Sonia Grmela, directrice coordonnatrice du développement de ChezRachel.
Sonia Grmela, directrice coordonnatrice du développement de ChezRachel. (photo : Marta Guerrero)

« Souvent, les femmes ne quittent pas leur situation parce qu’elles sont isolées du marché de travail. Il y a beaucoup de femmes qui se font raconter des choses pas vraies sur comment leur situation financière va s’aggraver si elles quittent. Donc reconnaître ce besoin financier est vraiment important aussi. »

Selon elle, comme les difficultés financières constituent souvent la principale raison pour laquelle les victimes restent dans des situations de violence, la perspective d’une indemnisation pourrait lever certains des obstacles qui se dressent sur leur chemin.

Elle se dit également encouragée par la prise en compte de nuances plus subtiles dans la création de ce nouveau délit.

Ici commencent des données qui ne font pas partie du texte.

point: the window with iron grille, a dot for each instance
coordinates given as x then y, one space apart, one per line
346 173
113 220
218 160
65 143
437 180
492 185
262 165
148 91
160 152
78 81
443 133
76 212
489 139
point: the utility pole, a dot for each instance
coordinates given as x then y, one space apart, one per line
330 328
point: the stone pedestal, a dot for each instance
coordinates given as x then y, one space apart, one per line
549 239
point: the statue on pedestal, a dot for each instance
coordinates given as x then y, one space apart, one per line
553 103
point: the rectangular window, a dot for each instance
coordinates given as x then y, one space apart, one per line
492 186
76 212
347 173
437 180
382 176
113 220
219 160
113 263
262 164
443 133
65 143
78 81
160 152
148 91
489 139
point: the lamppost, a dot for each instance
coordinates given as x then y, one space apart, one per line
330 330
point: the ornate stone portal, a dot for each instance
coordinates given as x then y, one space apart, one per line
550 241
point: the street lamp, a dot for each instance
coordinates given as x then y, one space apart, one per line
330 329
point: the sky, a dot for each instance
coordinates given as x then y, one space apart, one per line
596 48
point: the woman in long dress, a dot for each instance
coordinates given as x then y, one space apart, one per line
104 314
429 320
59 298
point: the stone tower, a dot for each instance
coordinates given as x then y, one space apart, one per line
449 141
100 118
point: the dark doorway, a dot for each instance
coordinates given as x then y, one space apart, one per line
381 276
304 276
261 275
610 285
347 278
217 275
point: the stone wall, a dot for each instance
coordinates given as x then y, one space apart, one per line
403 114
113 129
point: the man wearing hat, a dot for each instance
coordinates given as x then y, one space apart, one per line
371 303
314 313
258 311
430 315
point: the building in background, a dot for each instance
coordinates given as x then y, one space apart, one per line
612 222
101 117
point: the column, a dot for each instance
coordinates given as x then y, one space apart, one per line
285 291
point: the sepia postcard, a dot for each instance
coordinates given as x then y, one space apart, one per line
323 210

Accompagnant au quotidien des femmes qui quittent des situations de violence conjugale, Sonia Grmela affirme constater « beaucoup de menaces » et que, malgré l’existence de nombreuses preuves, les victimes rencontrent encore souvent plusieurs difficultés pour porter leur cause devant les tribunaux.

« Tout ce qu’il y a comme réforme qui peut faciliter une justice à ce niveau-là est extrêmement bienvenue. »

Elle ajoute toutefois qu’elle espère que les avocats continueront à recevoir une formation adéquate sur ce délit, afin que son application puisse véritablement aider les victimes, pour qui les procédures judiciaires peuvent être éprouvantes et retraumatisantes.